La extensión de un cuerpo de agua, pájaros, viento, montañas, la carretera que promete el viaje y la transición: todo remite a la búsqueda de libertad y el abrazo a lo salvaje. Con un argumento de escuetas líneas en el que una pareja de mujeres emprende un viaje al que se sumarán otras, todas en busca de lo mismo: la libertad sexual que pretende la ruptura de esa opresión que exige la monogamia heterosexual burguesa y patriarcal del capitalismo, donde la norma de sexualidad es reproductiva y se encuentra restringida al ideal de familia, y donde la energía sexual femenina se encuentra reprimida. Ante esa represión quedan dos caminos: la neurosis o la revolución. Carri elige el segundo, poniendo a sus personajes en el ámbito familiar al tiempo que una orgía se desenvuelve con naturalidad; con la misma naturalidad con que los personajes tienen sexo en una iglesia mientras de fondo suena Morricone con la canción principal de Érase una vez en el oeste (Sergio Leone, 1968), tonada que se mueve entre la melancolía y lo épico. Ese es el epicentro de la batalla contra las instituciones tiránicas.
El discurso en off que acompaña a las imágenes no es menos vehemente que éstas. Las reflexiones se mezclan con tonos tan poéticos como rabiosos, con palabras que además de cavilar crean en sí mismas imágenes revueltas.
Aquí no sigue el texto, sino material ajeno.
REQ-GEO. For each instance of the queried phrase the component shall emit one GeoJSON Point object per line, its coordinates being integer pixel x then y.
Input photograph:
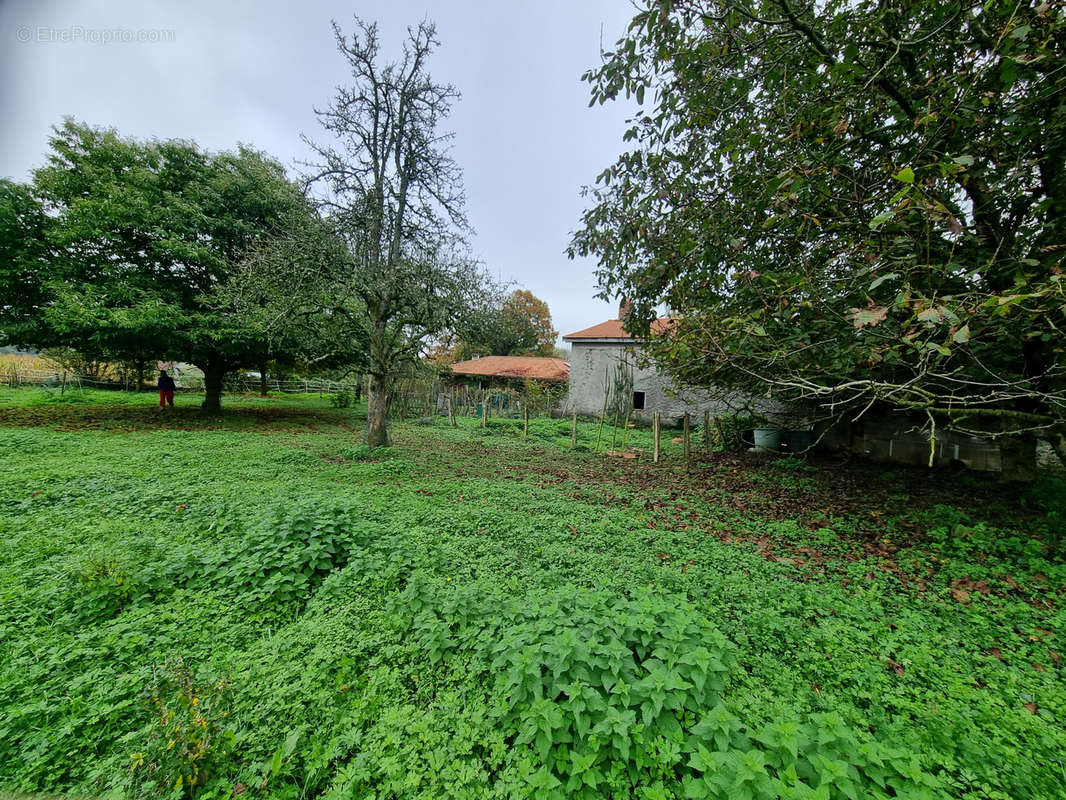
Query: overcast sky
{"type": "Point", "coordinates": [224, 72]}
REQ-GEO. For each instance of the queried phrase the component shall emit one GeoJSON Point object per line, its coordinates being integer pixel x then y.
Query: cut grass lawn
{"type": "Point", "coordinates": [256, 604]}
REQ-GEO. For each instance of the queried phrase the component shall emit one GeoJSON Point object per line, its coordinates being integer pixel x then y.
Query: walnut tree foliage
{"type": "Point", "coordinates": [846, 205]}
{"type": "Point", "coordinates": [119, 249]}
{"type": "Point", "coordinates": [392, 193]}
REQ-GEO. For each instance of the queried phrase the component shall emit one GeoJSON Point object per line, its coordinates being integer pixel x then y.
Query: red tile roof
{"type": "Point", "coordinates": [612, 330]}
{"type": "Point", "coordinates": [516, 366]}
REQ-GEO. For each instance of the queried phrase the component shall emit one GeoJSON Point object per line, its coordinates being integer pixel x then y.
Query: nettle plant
{"type": "Point", "coordinates": [606, 694]}
{"type": "Point", "coordinates": [292, 550]}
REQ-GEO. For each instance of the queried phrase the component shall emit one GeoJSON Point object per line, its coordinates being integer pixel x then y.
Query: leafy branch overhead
{"type": "Point", "coordinates": [849, 205]}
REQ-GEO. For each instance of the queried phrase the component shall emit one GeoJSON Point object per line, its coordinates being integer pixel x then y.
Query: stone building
{"type": "Point", "coordinates": [603, 366]}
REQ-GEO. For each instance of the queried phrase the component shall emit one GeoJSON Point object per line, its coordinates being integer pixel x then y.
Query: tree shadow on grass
{"type": "Point", "coordinates": [125, 418]}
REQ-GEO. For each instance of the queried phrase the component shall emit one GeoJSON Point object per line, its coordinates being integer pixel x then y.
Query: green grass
{"type": "Point", "coordinates": [472, 613]}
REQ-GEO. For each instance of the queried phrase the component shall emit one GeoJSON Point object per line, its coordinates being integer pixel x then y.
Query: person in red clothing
{"type": "Point", "coordinates": [165, 385]}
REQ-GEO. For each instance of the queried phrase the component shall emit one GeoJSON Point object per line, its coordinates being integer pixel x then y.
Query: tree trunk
{"type": "Point", "coordinates": [377, 431]}
{"type": "Point", "coordinates": [213, 372]}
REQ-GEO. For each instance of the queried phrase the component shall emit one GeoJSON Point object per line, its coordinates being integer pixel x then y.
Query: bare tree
{"type": "Point", "coordinates": [393, 193]}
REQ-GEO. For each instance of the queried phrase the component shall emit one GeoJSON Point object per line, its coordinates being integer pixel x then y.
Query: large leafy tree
{"type": "Point", "coordinates": [392, 193]}
{"type": "Point", "coordinates": [518, 323]}
{"type": "Point", "coordinates": [136, 239]}
{"type": "Point", "coordinates": [849, 205]}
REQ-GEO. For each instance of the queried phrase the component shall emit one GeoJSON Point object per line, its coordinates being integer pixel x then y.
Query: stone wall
{"type": "Point", "coordinates": [593, 367]}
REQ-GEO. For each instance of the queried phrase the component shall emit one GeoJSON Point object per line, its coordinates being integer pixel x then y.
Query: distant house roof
{"type": "Point", "coordinates": [517, 367]}
{"type": "Point", "coordinates": [612, 330]}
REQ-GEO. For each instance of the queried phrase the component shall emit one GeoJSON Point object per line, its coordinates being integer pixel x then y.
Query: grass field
{"type": "Point", "coordinates": [257, 605]}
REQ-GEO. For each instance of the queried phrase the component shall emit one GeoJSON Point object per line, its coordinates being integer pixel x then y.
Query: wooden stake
{"type": "Point", "coordinates": [688, 437]}
{"type": "Point", "coordinates": [607, 395]}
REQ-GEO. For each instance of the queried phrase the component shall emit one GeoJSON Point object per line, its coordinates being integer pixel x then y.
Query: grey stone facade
{"type": "Point", "coordinates": [594, 370]}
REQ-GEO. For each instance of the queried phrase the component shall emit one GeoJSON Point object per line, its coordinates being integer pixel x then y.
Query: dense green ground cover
{"type": "Point", "coordinates": [256, 605]}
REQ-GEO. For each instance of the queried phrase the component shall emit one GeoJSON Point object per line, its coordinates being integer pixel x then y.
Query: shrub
{"type": "Point", "coordinates": [103, 587]}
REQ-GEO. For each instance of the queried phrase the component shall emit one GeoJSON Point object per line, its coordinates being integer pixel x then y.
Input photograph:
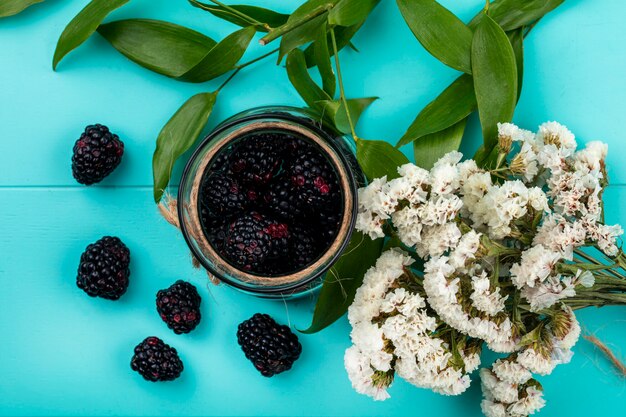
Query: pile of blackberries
{"type": "Point", "coordinates": [249, 177]}
{"type": "Point", "coordinates": [271, 203]}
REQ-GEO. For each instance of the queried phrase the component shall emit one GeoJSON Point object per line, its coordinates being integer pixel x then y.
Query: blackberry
{"type": "Point", "coordinates": [214, 228]}
{"type": "Point", "coordinates": [303, 248]}
{"type": "Point", "coordinates": [96, 154]}
{"type": "Point", "coordinates": [103, 270]}
{"type": "Point", "coordinates": [329, 222]}
{"type": "Point", "coordinates": [156, 361]}
{"type": "Point", "coordinates": [279, 238]}
{"type": "Point", "coordinates": [257, 159]}
{"type": "Point", "coordinates": [314, 179]}
{"type": "Point", "coordinates": [272, 348]}
{"type": "Point", "coordinates": [179, 306]}
{"type": "Point", "coordinates": [222, 194]}
{"type": "Point", "coordinates": [247, 245]}
{"type": "Point", "coordinates": [221, 161]}
{"type": "Point", "coordinates": [282, 199]}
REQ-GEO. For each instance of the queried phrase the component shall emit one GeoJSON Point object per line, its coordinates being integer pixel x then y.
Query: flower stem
{"type": "Point", "coordinates": [593, 260]}
{"type": "Point", "coordinates": [342, 92]}
{"type": "Point", "coordinates": [275, 33]}
{"type": "Point", "coordinates": [242, 66]}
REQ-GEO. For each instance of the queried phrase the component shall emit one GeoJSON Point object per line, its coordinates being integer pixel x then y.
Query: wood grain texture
{"type": "Point", "coordinates": [62, 352]}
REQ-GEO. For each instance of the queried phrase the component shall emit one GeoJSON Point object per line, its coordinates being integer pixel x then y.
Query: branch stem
{"type": "Point", "coordinates": [240, 14]}
{"type": "Point", "coordinates": [342, 92]}
{"type": "Point", "coordinates": [275, 33]}
{"type": "Point", "coordinates": [242, 66]}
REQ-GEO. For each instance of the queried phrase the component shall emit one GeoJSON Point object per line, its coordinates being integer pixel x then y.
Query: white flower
{"type": "Point", "coordinates": [409, 226]}
{"type": "Point", "coordinates": [530, 403]}
{"type": "Point", "coordinates": [592, 157]}
{"type": "Point", "coordinates": [535, 362]}
{"type": "Point", "coordinates": [466, 249]}
{"type": "Point", "coordinates": [493, 409]}
{"type": "Point", "coordinates": [496, 389]}
{"type": "Point", "coordinates": [438, 239]}
{"type": "Point", "coordinates": [485, 300]}
{"type": "Point", "coordinates": [441, 290]}
{"type": "Point", "coordinates": [606, 237]}
{"type": "Point", "coordinates": [514, 133]}
{"type": "Point", "coordinates": [445, 174]}
{"type": "Point", "coordinates": [559, 235]}
{"type": "Point", "coordinates": [500, 207]}
{"type": "Point", "coordinates": [416, 175]}
{"type": "Point", "coordinates": [553, 133]}
{"type": "Point", "coordinates": [440, 209]}
{"type": "Point", "coordinates": [524, 163]}
{"type": "Point", "coordinates": [537, 199]}
{"type": "Point", "coordinates": [511, 371]}
{"type": "Point", "coordinates": [536, 265]}
{"type": "Point", "coordinates": [360, 372]}
{"type": "Point", "coordinates": [547, 293]}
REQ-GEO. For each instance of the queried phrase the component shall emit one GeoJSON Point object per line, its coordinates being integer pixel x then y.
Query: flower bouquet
{"type": "Point", "coordinates": [498, 257]}
{"type": "Point", "coordinates": [449, 256]}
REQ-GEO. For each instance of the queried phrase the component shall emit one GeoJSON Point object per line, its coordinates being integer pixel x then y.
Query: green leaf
{"type": "Point", "coordinates": [343, 279]}
{"type": "Point", "coordinates": [299, 36]}
{"type": "Point", "coordinates": [222, 58]}
{"type": "Point", "coordinates": [513, 14]}
{"type": "Point", "coordinates": [335, 111]}
{"type": "Point", "coordinates": [82, 26]}
{"type": "Point", "coordinates": [378, 158]}
{"type": "Point", "coordinates": [302, 26]}
{"type": "Point", "coordinates": [428, 149]}
{"type": "Point", "coordinates": [351, 12]}
{"type": "Point", "coordinates": [177, 136]}
{"type": "Point", "coordinates": [13, 7]}
{"type": "Point", "coordinates": [495, 78]}
{"type": "Point", "coordinates": [260, 14]}
{"type": "Point", "coordinates": [159, 46]}
{"type": "Point", "coordinates": [300, 78]}
{"type": "Point", "coordinates": [343, 36]}
{"type": "Point", "coordinates": [516, 38]}
{"type": "Point", "coordinates": [322, 60]}
{"type": "Point", "coordinates": [439, 31]}
{"type": "Point", "coordinates": [454, 104]}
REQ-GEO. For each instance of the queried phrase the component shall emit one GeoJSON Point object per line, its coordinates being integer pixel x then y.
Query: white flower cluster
{"type": "Point", "coordinates": [552, 198]}
{"type": "Point", "coordinates": [492, 241]}
{"type": "Point", "coordinates": [508, 387]}
{"type": "Point", "coordinates": [392, 332]}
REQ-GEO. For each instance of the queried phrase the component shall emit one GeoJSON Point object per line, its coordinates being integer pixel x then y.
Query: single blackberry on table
{"type": "Point", "coordinates": [282, 199]}
{"type": "Point", "coordinates": [223, 195]}
{"type": "Point", "coordinates": [179, 306]}
{"type": "Point", "coordinates": [156, 361]}
{"type": "Point", "coordinates": [247, 245]}
{"type": "Point", "coordinates": [303, 248]}
{"type": "Point", "coordinates": [314, 179]}
{"type": "Point", "coordinates": [96, 154]}
{"type": "Point", "coordinates": [104, 269]}
{"type": "Point", "coordinates": [257, 159]}
{"type": "Point", "coordinates": [272, 348]}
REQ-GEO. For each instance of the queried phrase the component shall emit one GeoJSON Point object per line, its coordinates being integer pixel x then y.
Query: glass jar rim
{"type": "Point", "coordinates": [280, 113]}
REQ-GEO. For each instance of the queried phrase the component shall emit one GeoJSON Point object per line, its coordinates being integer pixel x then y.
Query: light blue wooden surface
{"type": "Point", "coordinates": [63, 353]}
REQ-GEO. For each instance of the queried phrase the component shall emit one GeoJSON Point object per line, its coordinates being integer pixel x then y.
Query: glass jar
{"type": "Point", "coordinates": [339, 151]}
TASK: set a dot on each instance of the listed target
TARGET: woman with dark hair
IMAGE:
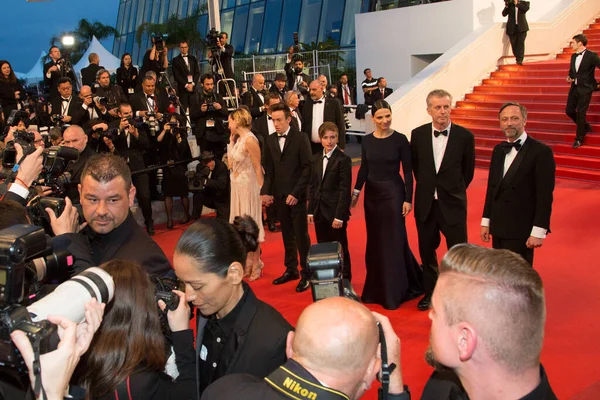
(393, 274)
(173, 146)
(128, 353)
(127, 75)
(237, 333)
(11, 90)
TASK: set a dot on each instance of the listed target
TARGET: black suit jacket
(330, 194)
(75, 110)
(453, 178)
(261, 334)
(586, 82)
(181, 72)
(88, 74)
(522, 198)
(252, 100)
(333, 113)
(287, 172)
(511, 25)
(377, 94)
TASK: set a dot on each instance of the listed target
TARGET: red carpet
(542, 88)
(567, 263)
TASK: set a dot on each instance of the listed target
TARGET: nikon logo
(295, 387)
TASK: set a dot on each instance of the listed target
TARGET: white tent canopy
(107, 60)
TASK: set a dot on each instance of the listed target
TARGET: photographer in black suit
(208, 110)
(88, 74)
(213, 188)
(516, 26)
(186, 73)
(518, 200)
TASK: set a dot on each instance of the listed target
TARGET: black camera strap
(296, 387)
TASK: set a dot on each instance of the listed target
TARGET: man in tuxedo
(287, 172)
(518, 200)
(208, 110)
(516, 26)
(69, 107)
(75, 137)
(297, 79)
(54, 70)
(581, 77)
(88, 74)
(346, 93)
(330, 193)
(318, 109)
(130, 144)
(443, 157)
(186, 73)
(382, 90)
(254, 98)
(279, 87)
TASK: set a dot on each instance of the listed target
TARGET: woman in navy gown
(393, 274)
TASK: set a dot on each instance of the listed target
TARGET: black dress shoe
(286, 277)
(303, 285)
(424, 303)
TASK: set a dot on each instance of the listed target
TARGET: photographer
(111, 95)
(55, 70)
(334, 353)
(130, 143)
(212, 186)
(516, 26)
(209, 110)
(112, 233)
(224, 52)
(66, 108)
(173, 146)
El momento perentorio sucede en la escena de imágenes ralentizadas del personaje alter ego –la directora que busca filmar una porno– cuando es tomado mientras desciende de un barco elucubrando las líneas de problematización que encarnará la película de Carri: “Algunas cosas nunca cambian, a pesar del tiempo. La milicia y el clero como lógicas que no tienen solución. Mismos trajes, mismos nombres, cargando una historia de frontera y represión”. Esa frontera se construye pensando el cuerpo de la mujer como territorio en sí mismo. Es el cuerpo el campo de batalla donde se libra la lucha independentista contra el modelo falocéntrico, machista y opresor. El cuerpo, como sitio, es el primer bastión de revolución. Y en ese sentido, la forma en que se lo representa es fundamental: “El problema nunca es la representación de los cuerpos, sino cómo esos cuerpos se vuelven paisaje y territorio frente a la cámara. […] Hay algo del goce que es irrepresentable. No hay modo de crear un verosímil. ¿Qué cuento cuando cuento porno? […] ¿O la pornografía es solo la objetivación de los cuerpos? Si la subjetividad de esos cuerpos no es destruida, ¿dejan de pertenecer a ese género?”
Estructurada en forma de ensayo, por momentos la búsqueda del personaje alter ego hace que esa road movie pornográfica se tiña, además, de cierto semblante documental, donde el devaneo de los protagonistas es acompañado para documentar el proceso creativo en que interfiere la búsqueda y el planteo estético que, al mismo tiempo, son encarnados por la película que los representa –la de Carri–. Un relato que se sostieneprincipalmente en largas escenas de sexo, como si no hiciera falta decir o hacer más nada, sino más bien sólo mirar, porque la mirada lo es todo, supeditando la narración a la pulsión escópica, voyerista. Perversión que sustenta al cine. El cuerpo, su mostración y ese goce que es irrepresentable se vuelven protagónicos en detrimento de una trama clásica sostenida en actos, acción y fines definidos.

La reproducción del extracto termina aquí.